“The ultimate measure of a man is not where he stands in moments of comfort and convenience, but where he stands at times of challenge and controversy.”
– Martin Luther King, Jr.
Two things coincided in my life this January. We celebrated the efforts of Martin Luther King, Jr., and I just finished reading The Help set during the start of the Civil Rights Movement. If you’re one of the few people who haven’t read the New York Times Bestseller, you may find a synopsis useful. Set in Mississippi in the early 1960’s, The Help tells the story of several black women who risked sharing their stories during those troubled times. At risk to their jobs, their families, even their own lives, these women shared both the good and the bad of their daily work situations. Two women in particular, Minny and Aibileen, take us through their challenges and heartbreaks. Skeeter, the white writer who records their stories, takes her own risks as well, and in the process loses her friends, her boyfriend, and eventually her hometown. Kathryn Stockett’s point as she tells this story seems to be that we are all the same at heart.
While reading this book, I was taken back to an uncomfortable time in my own life. While I was just a baby during the time outlined in The Help, I still faced the consequences of the Civil Rights Movement during my middle school years. The school I attended in Seattle was still undergoing busing for integration. None of the kids were happy with the situation. While we didn’t understand the reasons for the process, we did know everyone had difficulty getting along. One day in gym class, I was approached by two black girls. I was running late for class, and I was the only one left in the locker room. (At this point, I should probably state that I’m white.) The two girls were known bullies in the school, and they started hassling and picking on me. At some point, it turned physical. I was crying and trying to think of a way to get out of there, when another student walked through the locker room door.

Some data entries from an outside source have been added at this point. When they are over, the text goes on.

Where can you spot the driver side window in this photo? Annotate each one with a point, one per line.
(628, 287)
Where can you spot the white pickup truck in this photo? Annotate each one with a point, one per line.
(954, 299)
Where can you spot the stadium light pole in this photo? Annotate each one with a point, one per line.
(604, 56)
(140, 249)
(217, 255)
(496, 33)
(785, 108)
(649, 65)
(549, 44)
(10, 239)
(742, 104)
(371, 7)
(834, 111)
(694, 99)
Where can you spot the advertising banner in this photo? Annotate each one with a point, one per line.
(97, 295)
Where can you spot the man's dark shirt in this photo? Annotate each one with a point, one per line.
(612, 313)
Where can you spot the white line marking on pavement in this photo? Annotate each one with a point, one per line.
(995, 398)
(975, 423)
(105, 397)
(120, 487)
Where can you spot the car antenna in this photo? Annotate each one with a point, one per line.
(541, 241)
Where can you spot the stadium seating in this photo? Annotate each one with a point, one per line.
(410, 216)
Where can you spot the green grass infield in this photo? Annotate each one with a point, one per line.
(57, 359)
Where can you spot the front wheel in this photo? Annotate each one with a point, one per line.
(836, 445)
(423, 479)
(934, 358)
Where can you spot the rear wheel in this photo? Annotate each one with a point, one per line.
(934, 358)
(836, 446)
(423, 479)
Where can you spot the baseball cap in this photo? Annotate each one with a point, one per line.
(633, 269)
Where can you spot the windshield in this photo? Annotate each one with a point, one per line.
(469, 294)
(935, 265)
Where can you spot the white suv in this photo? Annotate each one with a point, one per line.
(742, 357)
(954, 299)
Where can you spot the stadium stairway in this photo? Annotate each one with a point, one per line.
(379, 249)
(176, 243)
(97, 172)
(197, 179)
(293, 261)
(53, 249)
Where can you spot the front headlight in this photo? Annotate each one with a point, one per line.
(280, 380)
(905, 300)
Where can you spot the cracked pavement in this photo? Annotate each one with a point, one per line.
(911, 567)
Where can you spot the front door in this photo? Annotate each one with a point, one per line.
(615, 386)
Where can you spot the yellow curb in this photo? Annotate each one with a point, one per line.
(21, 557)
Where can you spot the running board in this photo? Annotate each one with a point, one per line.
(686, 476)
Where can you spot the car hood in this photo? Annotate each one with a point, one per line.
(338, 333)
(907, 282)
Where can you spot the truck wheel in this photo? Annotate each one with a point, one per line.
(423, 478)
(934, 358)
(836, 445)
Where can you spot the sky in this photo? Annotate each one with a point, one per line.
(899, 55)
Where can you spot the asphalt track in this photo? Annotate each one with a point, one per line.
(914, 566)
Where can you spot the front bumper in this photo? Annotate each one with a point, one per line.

She was a big girl, heavy and slow-moving usually, but quick to come to my aid that day. She walked right up to the other two girls and told them to leave me alone. She took my arm and walked me right out of there, onto the gym floor, where she sat me down and stayed next to me for the remainder of class. For the next few weeks, she kept her eye on me whenever we were in gym class together. I was never more grateful for a friend, even though I barely knew her. Did I mention she was black?
I don’t know that I agree that we’re all the same at heart. Some of us are strong, courageous, and rebellious, just like some of the characters in Stockett’s book. Others of us are vulnerable and need help and protection. Some of us can be heroines and some of us may be victims. But all of us have the right to find out who we truly are and what we can make of ourselves – without fear for our lives, our homes, and our families. Martin Luther King, Jr. fought for that right – not just for blacks but for all of us. If, as a woman, you are looking for strong female role models, I urge you to read Stockett’s book. Her characters are both strong and vulnerable, even while facing discrimination, spousal abuse, and threats to their lives and security. And if you are among the many that need help, it’s there – although it may come from the most unlikely place. Sometimes you have to ask. Sometimes it just shows up.
All these years later I’d like to say “thank you” to my youthful heroine. Thank you for saving a scared 11-year-old. Thank you for stepping in. Thank you for having the courage to help. I hope that help has been returned to you many times over. May you prosper and continue to be amazing!